Hate’s a strong word.  I get that.  I also get that data and survey types are not always the sort of thing that inspires people to strong hatred, but here we are.

In this post I mentioned my annoyance at perception/prediction polls.  The one I referenced was based on women who didn’t change their last names and their level of marital commitment.  Commenter Assistant Village Idiot mentioned another example, which I also liked ““Do you think earthquakes are more likely now because of climate change?” What we think has nothing to do with anything. The earthquakes will happen according to their own rules.”  

In writing that post however, I forgot to mention that same study included an even worse piece of data.  As a rebuttal to the “Midwestern college kids don’t think non-name changing women are committed” they included a remark that women who didn’t plan on changing their names didn’t feel less committed. 

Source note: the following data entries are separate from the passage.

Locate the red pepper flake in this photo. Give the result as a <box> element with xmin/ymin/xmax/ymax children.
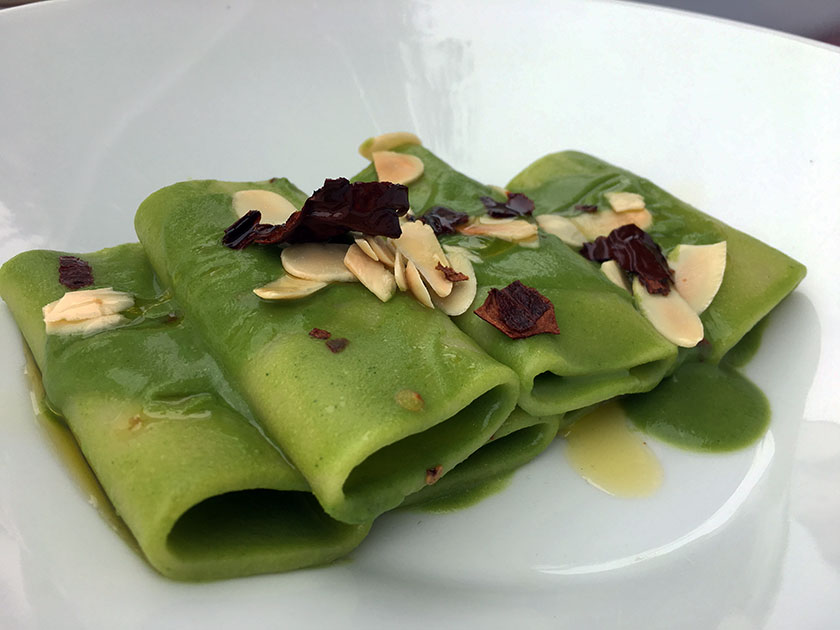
<box><xmin>222</xmin><ymin>210</ymin><xmax>262</xmax><ymax>249</ymax></box>
<box><xmin>475</xmin><ymin>280</ymin><xmax>560</xmax><ymax>339</ymax></box>
<box><xmin>480</xmin><ymin>193</ymin><xmax>534</xmax><ymax>219</ymax></box>
<box><xmin>420</xmin><ymin>206</ymin><xmax>470</xmax><ymax>236</ymax></box>
<box><xmin>58</xmin><ymin>256</ymin><xmax>93</xmax><ymax>290</ymax></box>
<box><xmin>580</xmin><ymin>223</ymin><xmax>674</xmax><ymax>295</ymax></box>
<box><xmin>324</xmin><ymin>337</ymin><xmax>350</xmax><ymax>354</ymax></box>
<box><xmin>435</xmin><ymin>263</ymin><xmax>470</xmax><ymax>282</ymax></box>
<box><xmin>426</xmin><ymin>464</ymin><xmax>443</xmax><ymax>486</ymax></box>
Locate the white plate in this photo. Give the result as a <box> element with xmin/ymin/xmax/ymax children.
<box><xmin>0</xmin><ymin>0</ymin><xmax>840</xmax><ymax>629</ymax></box>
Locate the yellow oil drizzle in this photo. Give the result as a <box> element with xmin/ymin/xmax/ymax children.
<box><xmin>25</xmin><ymin>348</ymin><xmax>141</xmax><ymax>553</ymax></box>
<box><xmin>565</xmin><ymin>402</ymin><xmax>662</xmax><ymax>497</ymax></box>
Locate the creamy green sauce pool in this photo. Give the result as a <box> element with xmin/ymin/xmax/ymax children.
<box><xmin>621</xmin><ymin>363</ymin><xmax>770</xmax><ymax>452</ymax></box>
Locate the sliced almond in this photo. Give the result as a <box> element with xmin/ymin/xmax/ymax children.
<box><xmin>601</xmin><ymin>260</ymin><xmax>632</xmax><ymax>293</ymax></box>
<box><xmin>457</xmin><ymin>219</ymin><xmax>537</xmax><ymax>243</ymax></box>
<box><xmin>353</xmin><ymin>236</ymin><xmax>379</xmax><ymax>262</ymax></box>
<box><xmin>42</xmin><ymin>287</ymin><xmax>134</xmax><ymax>323</ymax></box>
<box><xmin>537</xmin><ymin>214</ymin><xmax>587</xmax><ymax>248</ymax></box>
<box><xmin>668</xmin><ymin>241</ymin><xmax>726</xmax><ymax>314</ymax></box>
<box><xmin>633</xmin><ymin>278</ymin><xmax>703</xmax><ymax>348</ymax></box>
<box><xmin>254</xmin><ymin>276</ymin><xmax>329</xmax><ymax>300</ymax></box>
<box><xmin>344</xmin><ymin>245</ymin><xmax>397</xmax><ymax>302</ymax></box>
<box><xmin>359</xmin><ymin>131</ymin><xmax>422</xmax><ymax>160</ymax></box>
<box><xmin>604</xmin><ymin>192</ymin><xmax>645</xmax><ymax>212</ymax></box>
<box><xmin>373</xmin><ymin>151</ymin><xmax>423</xmax><ymax>185</ymax></box>
<box><xmin>233</xmin><ymin>189</ymin><xmax>297</xmax><ymax>225</ymax></box>
<box><xmin>394</xmin><ymin>221</ymin><xmax>452</xmax><ymax>297</ymax></box>
<box><xmin>394</xmin><ymin>250</ymin><xmax>408</xmax><ymax>291</ymax></box>
<box><xmin>405</xmin><ymin>260</ymin><xmax>435</xmax><ymax>308</ymax></box>
<box><xmin>431</xmin><ymin>248</ymin><xmax>477</xmax><ymax>317</ymax></box>
<box><xmin>280</xmin><ymin>243</ymin><xmax>356</xmax><ymax>282</ymax></box>
<box><xmin>365</xmin><ymin>236</ymin><xmax>394</xmax><ymax>268</ymax></box>
<box><xmin>569</xmin><ymin>210</ymin><xmax>653</xmax><ymax>240</ymax></box>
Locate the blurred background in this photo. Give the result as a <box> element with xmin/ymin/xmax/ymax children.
<box><xmin>0</xmin><ymin>0</ymin><xmax>840</xmax><ymax>46</ymax></box>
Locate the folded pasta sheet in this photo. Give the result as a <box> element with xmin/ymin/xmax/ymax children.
<box><xmin>356</xmin><ymin>145</ymin><xmax>677</xmax><ymax>416</ymax></box>
<box><xmin>403</xmin><ymin>407</ymin><xmax>563</xmax><ymax>506</ymax></box>
<box><xmin>135</xmin><ymin>179</ymin><xmax>517</xmax><ymax>523</ymax></box>
<box><xmin>508</xmin><ymin>151</ymin><xmax>805</xmax><ymax>362</ymax></box>
<box><xmin>0</xmin><ymin>244</ymin><xmax>368</xmax><ymax>580</ymax></box>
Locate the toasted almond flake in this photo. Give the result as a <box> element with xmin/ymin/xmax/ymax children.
<box><xmin>353</xmin><ymin>236</ymin><xmax>379</xmax><ymax>262</ymax></box>
<box><xmin>537</xmin><ymin>214</ymin><xmax>587</xmax><ymax>248</ymax></box>
<box><xmin>431</xmin><ymin>247</ymin><xmax>477</xmax><ymax>317</ymax></box>
<box><xmin>373</xmin><ymin>151</ymin><xmax>423</xmax><ymax>185</ymax></box>
<box><xmin>394</xmin><ymin>250</ymin><xmax>408</xmax><ymax>291</ymax></box>
<box><xmin>604</xmin><ymin>192</ymin><xmax>645</xmax><ymax>212</ymax></box>
<box><xmin>456</xmin><ymin>219</ymin><xmax>537</xmax><ymax>243</ymax></box>
<box><xmin>405</xmin><ymin>260</ymin><xmax>435</xmax><ymax>308</ymax></box>
<box><xmin>633</xmin><ymin>278</ymin><xmax>703</xmax><ymax>348</ymax></box>
<box><xmin>394</xmin><ymin>221</ymin><xmax>452</xmax><ymax>297</ymax></box>
<box><xmin>365</xmin><ymin>236</ymin><xmax>394</xmax><ymax>268</ymax></box>
<box><xmin>254</xmin><ymin>276</ymin><xmax>329</xmax><ymax>300</ymax></box>
<box><xmin>344</xmin><ymin>245</ymin><xmax>397</xmax><ymax>302</ymax></box>
<box><xmin>280</xmin><ymin>243</ymin><xmax>356</xmax><ymax>282</ymax></box>
<box><xmin>668</xmin><ymin>241</ymin><xmax>726</xmax><ymax>315</ymax></box>
<box><xmin>359</xmin><ymin>131</ymin><xmax>422</xmax><ymax>160</ymax></box>
<box><xmin>601</xmin><ymin>260</ymin><xmax>632</xmax><ymax>293</ymax></box>
<box><xmin>569</xmin><ymin>210</ymin><xmax>653</xmax><ymax>241</ymax></box>
<box><xmin>42</xmin><ymin>287</ymin><xmax>134</xmax><ymax>323</ymax></box>
<box><xmin>233</xmin><ymin>189</ymin><xmax>297</xmax><ymax>225</ymax></box>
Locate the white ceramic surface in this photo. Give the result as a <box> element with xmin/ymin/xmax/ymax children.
<box><xmin>0</xmin><ymin>0</ymin><xmax>840</xmax><ymax>630</ymax></box>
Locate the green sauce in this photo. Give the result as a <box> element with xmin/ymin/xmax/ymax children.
<box><xmin>621</xmin><ymin>363</ymin><xmax>770</xmax><ymax>452</ymax></box>
<box><xmin>404</xmin><ymin>471</ymin><xmax>515</xmax><ymax>514</ymax></box>
<box><xmin>723</xmin><ymin>317</ymin><xmax>769</xmax><ymax>367</ymax></box>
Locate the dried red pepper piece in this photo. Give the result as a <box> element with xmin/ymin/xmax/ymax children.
<box><xmin>426</xmin><ymin>464</ymin><xmax>443</xmax><ymax>486</ymax></box>
<box><xmin>435</xmin><ymin>263</ymin><xmax>470</xmax><ymax>282</ymax></box>
<box><xmin>580</xmin><ymin>223</ymin><xmax>674</xmax><ymax>295</ymax></box>
<box><xmin>475</xmin><ymin>280</ymin><xmax>560</xmax><ymax>339</ymax></box>
<box><xmin>480</xmin><ymin>193</ymin><xmax>534</xmax><ymax>219</ymax></box>
<box><xmin>222</xmin><ymin>210</ymin><xmax>262</xmax><ymax>249</ymax></box>
<box><xmin>58</xmin><ymin>256</ymin><xmax>93</xmax><ymax>290</ymax></box>
<box><xmin>420</xmin><ymin>206</ymin><xmax>470</xmax><ymax>236</ymax></box>
<box><xmin>222</xmin><ymin>177</ymin><xmax>408</xmax><ymax>249</ymax></box>
<box><xmin>324</xmin><ymin>337</ymin><xmax>350</xmax><ymax>354</ymax></box>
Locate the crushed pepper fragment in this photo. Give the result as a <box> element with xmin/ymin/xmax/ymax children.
<box><xmin>435</xmin><ymin>263</ymin><xmax>470</xmax><ymax>282</ymax></box>
<box><xmin>426</xmin><ymin>464</ymin><xmax>443</xmax><ymax>486</ymax></box>
<box><xmin>580</xmin><ymin>223</ymin><xmax>674</xmax><ymax>295</ymax></box>
<box><xmin>324</xmin><ymin>337</ymin><xmax>350</xmax><ymax>354</ymax></box>
<box><xmin>394</xmin><ymin>389</ymin><xmax>426</xmax><ymax>411</ymax></box>
<box><xmin>475</xmin><ymin>280</ymin><xmax>560</xmax><ymax>339</ymax></box>
<box><xmin>58</xmin><ymin>256</ymin><xmax>93</xmax><ymax>290</ymax></box>
<box><xmin>420</xmin><ymin>206</ymin><xmax>470</xmax><ymax>236</ymax></box>
<box><xmin>480</xmin><ymin>192</ymin><xmax>534</xmax><ymax>219</ymax></box>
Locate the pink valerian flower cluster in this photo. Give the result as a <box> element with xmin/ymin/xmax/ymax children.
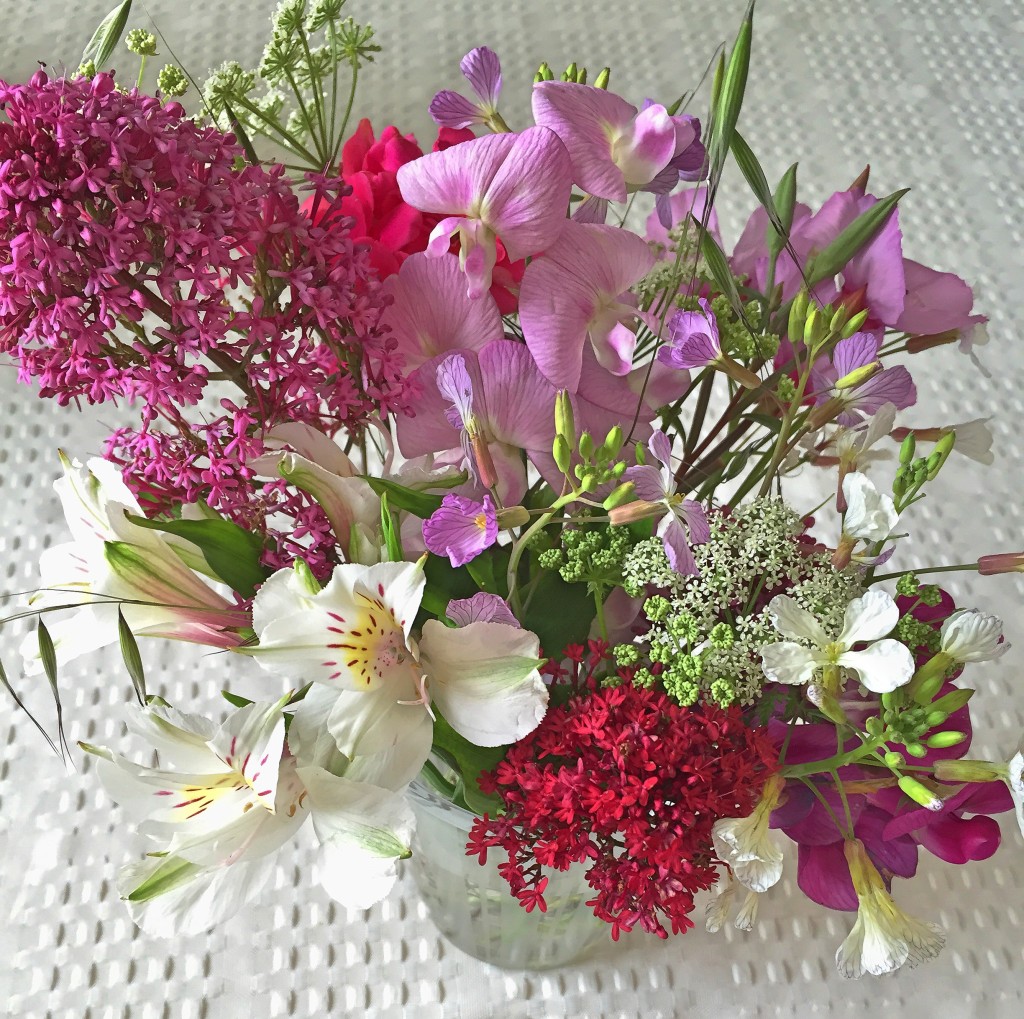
<box><xmin>768</xmin><ymin>592</ymin><xmax>1014</xmax><ymax>910</ymax></box>
<box><xmin>467</xmin><ymin>641</ymin><xmax>775</xmax><ymax>940</ymax></box>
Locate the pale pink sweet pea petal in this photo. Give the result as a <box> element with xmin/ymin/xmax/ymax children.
<box><xmin>378</xmin><ymin>252</ymin><xmax>504</xmax><ymax>372</ymax></box>
<box><xmin>519</xmin><ymin>222</ymin><xmax>654</xmax><ymax>392</ymax></box>
<box><xmin>445</xmin><ymin>591</ymin><xmax>522</xmax><ymax>630</ymax></box>
<box><xmin>532</xmin><ymin>81</ymin><xmax>637</xmax><ymax>202</ymax></box>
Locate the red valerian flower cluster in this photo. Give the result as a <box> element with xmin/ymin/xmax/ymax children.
<box><xmin>467</xmin><ymin>642</ymin><xmax>776</xmax><ymax>940</ymax></box>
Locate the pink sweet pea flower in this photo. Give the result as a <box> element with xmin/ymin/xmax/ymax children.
<box><xmin>381</xmin><ymin>253</ymin><xmax>505</xmax><ymax>371</ymax></box>
<box><xmin>398</xmin><ymin>127</ymin><xmax>572</xmax><ymax>298</ymax></box>
<box><xmin>519</xmin><ymin>222</ymin><xmax>654</xmax><ymax>392</ymax></box>
<box><xmin>532</xmin><ymin>81</ymin><xmax>703</xmax><ymax>202</ymax></box>
<box><xmin>397</xmin><ymin>340</ymin><xmax>555</xmax><ymax>505</ymax></box>
<box><xmin>423</xmin><ymin>494</ymin><xmax>498</xmax><ymax>566</ymax></box>
<box><xmin>896</xmin><ymin>258</ymin><xmax>988</xmax><ymax>353</ymax></box>
<box><xmin>430</xmin><ymin>46</ymin><xmax>502</xmax><ymax>128</ymax></box>
<box><xmin>624</xmin><ymin>430</ymin><xmax>711</xmax><ymax>575</ymax></box>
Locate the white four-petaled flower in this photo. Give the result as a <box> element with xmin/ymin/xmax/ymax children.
<box><xmin>761</xmin><ymin>591</ymin><xmax>913</xmax><ymax>693</ymax></box>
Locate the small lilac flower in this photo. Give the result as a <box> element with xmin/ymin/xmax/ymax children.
<box><xmin>423</xmin><ymin>494</ymin><xmax>498</xmax><ymax>566</ymax></box>
<box><xmin>811</xmin><ymin>333</ymin><xmax>918</xmax><ymax>427</ymax></box>
<box><xmin>624</xmin><ymin>430</ymin><xmax>711</xmax><ymax>575</ymax></box>
<box><xmin>445</xmin><ymin>591</ymin><xmax>522</xmax><ymax>630</ymax></box>
<box><xmin>430</xmin><ymin>46</ymin><xmax>502</xmax><ymax>128</ymax></box>
<box><xmin>398</xmin><ymin>127</ymin><xmax>572</xmax><ymax>298</ymax></box>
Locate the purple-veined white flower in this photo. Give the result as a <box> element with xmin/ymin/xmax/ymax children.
<box><xmin>398</xmin><ymin>127</ymin><xmax>572</xmax><ymax>299</ymax></box>
<box><xmin>623</xmin><ymin>430</ymin><xmax>711</xmax><ymax>575</ymax></box>
<box><xmin>761</xmin><ymin>591</ymin><xmax>914</xmax><ymax>693</ymax></box>
<box><xmin>836</xmin><ymin>839</ymin><xmax>946</xmax><ymax>977</ymax></box>
<box><xmin>247</xmin><ymin>562</ymin><xmax>548</xmax><ymax>749</ymax></box>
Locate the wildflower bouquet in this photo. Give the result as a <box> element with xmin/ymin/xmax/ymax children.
<box><xmin>0</xmin><ymin>0</ymin><xmax>1024</xmax><ymax>976</ymax></box>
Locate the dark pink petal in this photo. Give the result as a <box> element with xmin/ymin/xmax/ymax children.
<box><xmin>428</xmin><ymin>88</ymin><xmax>486</xmax><ymax>128</ymax></box>
<box><xmin>797</xmin><ymin>840</ymin><xmax>858</xmax><ymax>909</ymax></box>
<box><xmin>532</xmin><ymin>81</ymin><xmax>637</xmax><ymax>202</ymax></box>
<box><xmin>462</xmin><ymin>46</ymin><xmax>502</xmax><ymax>107</ymax></box>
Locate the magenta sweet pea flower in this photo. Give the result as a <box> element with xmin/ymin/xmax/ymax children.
<box><xmin>811</xmin><ymin>333</ymin><xmax>918</xmax><ymax>427</ymax></box>
<box><xmin>430</xmin><ymin>46</ymin><xmax>502</xmax><ymax>128</ymax></box>
<box><xmin>532</xmin><ymin>81</ymin><xmax>703</xmax><ymax>202</ymax></box>
<box><xmin>624</xmin><ymin>430</ymin><xmax>711</xmax><ymax>575</ymax></box>
<box><xmin>397</xmin><ymin>340</ymin><xmax>555</xmax><ymax>506</ymax></box>
<box><xmin>896</xmin><ymin>258</ymin><xmax>988</xmax><ymax>353</ymax></box>
<box><xmin>423</xmin><ymin>494</ymin><xmax>498</xmax><ymax>566</ymax></box>
<box><xmin>398</xmin><ymin>127</ymin><xmax>572</xmax><ymax>298</ymax></box>
<box><xmin>519</xmin><ymin>222</ymin><xmax>654</xmax><ymax>392</ymax></box>
<box><xmin>381</xmin><ymin>253</ymin><xmax>505</xmax><ymax>372</ymax></box>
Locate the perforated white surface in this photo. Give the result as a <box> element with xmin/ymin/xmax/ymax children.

I HATE STATEMENTS LIKE THAT.

I would really love it if someone could tell me if there’s a proper name for this sort of thing, but I always think of it as “the embarrassing question debacle”.  Basically, researchers ask people questions with a potentially embarrassing answer, and then report it as meaningful when people do not answer embarrassingly.

There are only two types of people I have ever heard who will admit they went in to their marriages less than completely committed:

  1. Those who have been married successfully for quite some time who are now comfortable in admitting they were totally naive when they walked down the aisle.
  2. Those who are already divorced and reflecting on what went wrong.
Level of commitment is best assessed in retrospect, and I look with great skepticism at anyone who says they can gauge it before the fact.  
Getting at the reasons people do things can be brutal.  Your only source for your data also has the biggest motivation to conceal it from you.  Some people are actually doing things for good reasons, some just want to look like they are, and some are lying to themselves.  Unless a study at least attempts to account for all 3 scenarios, I would hold all answers suspect.